If only the Organisation could just disappear. . .

But as if that could eve happen. . .

How can I smile happily knowing that?

Her gaze wandered to the manager, who now stood behind the till, tending to a couple of costumers, who were ready to pay, and she contemplated waiting before she threw the concept out of her mind, and she retreated into the locker room, and pulled her bag out of her locker, and loaded her co-workers key inside his own. She set out to find a piece of paper and a pen to scribble a quick note—and there.
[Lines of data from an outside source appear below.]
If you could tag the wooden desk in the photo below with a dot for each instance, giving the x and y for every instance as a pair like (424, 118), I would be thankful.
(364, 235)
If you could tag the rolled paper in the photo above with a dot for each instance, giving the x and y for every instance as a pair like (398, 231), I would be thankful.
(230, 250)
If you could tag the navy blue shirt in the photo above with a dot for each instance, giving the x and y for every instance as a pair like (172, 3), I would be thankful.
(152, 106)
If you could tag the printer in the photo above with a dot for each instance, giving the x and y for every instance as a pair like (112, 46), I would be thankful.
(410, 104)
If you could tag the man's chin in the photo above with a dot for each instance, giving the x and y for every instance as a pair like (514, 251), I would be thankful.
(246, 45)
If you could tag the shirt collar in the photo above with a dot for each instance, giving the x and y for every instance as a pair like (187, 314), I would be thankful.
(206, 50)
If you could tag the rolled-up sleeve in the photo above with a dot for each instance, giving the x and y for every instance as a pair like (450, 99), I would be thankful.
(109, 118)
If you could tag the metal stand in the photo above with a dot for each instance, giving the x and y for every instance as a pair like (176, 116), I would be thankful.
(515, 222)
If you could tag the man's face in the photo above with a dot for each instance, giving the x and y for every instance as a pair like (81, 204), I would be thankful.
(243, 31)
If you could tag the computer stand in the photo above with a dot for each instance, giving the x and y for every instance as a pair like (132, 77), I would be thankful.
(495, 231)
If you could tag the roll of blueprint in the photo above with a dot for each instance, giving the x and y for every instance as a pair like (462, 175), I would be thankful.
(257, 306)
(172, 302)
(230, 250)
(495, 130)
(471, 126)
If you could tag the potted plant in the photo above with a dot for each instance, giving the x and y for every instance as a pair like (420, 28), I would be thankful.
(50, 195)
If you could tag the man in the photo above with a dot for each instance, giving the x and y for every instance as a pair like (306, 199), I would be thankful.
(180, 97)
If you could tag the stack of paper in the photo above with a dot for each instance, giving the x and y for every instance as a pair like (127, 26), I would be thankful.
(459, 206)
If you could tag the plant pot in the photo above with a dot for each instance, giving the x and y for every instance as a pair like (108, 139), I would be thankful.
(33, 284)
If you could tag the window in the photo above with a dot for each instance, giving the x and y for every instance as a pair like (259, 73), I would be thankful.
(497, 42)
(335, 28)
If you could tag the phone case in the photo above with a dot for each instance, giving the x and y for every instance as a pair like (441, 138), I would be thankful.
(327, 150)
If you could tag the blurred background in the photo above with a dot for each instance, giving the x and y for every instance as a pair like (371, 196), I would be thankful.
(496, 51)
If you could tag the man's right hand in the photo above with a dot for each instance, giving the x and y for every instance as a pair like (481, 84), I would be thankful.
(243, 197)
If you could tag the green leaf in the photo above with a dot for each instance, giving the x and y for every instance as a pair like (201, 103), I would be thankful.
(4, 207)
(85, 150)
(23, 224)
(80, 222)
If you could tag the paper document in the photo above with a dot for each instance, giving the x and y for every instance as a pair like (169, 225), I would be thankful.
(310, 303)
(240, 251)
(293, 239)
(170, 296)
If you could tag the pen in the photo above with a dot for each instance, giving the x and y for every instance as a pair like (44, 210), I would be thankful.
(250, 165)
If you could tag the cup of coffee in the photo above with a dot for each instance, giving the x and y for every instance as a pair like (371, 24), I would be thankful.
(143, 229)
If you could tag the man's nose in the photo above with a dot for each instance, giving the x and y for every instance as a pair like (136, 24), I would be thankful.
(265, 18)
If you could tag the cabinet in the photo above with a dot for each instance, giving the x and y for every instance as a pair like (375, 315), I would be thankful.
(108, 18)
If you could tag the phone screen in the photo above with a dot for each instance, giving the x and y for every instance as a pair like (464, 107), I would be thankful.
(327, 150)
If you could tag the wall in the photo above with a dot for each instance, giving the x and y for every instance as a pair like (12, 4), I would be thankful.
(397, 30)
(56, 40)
Screw him and his twisted little mind.

She placed it on the table, and moved to grab her bag, placing her hand on the doorknob from the back entrance after a quick glance over, and her eyes rested on her little note, and she frowned. She stole another glance at the door, suddenly feeling queasy at the prospect, but she steeled her will and fisted the paper in her hand.

To hell with this act.

She marched out of the room, quickly, before she could think otherwise, strapping her bag over her shoulder as she headed towards the reception desk, he looked up at her approaching figure, and she tried her best to ignore his frown at her still-not-taken-care-of her face as she slammed the paper on his desk.

"Thanks for everything," she mumbled under her breath, heading for the door before he could glance at her writing and call her back into this hellhole. She could always search for a new job as long as she was far away from that man. Even after the subsequent phone calls lightening up the screen inside her bag, for the moment she was glad to be out of reach.

It was a feeling she momentarily cherished.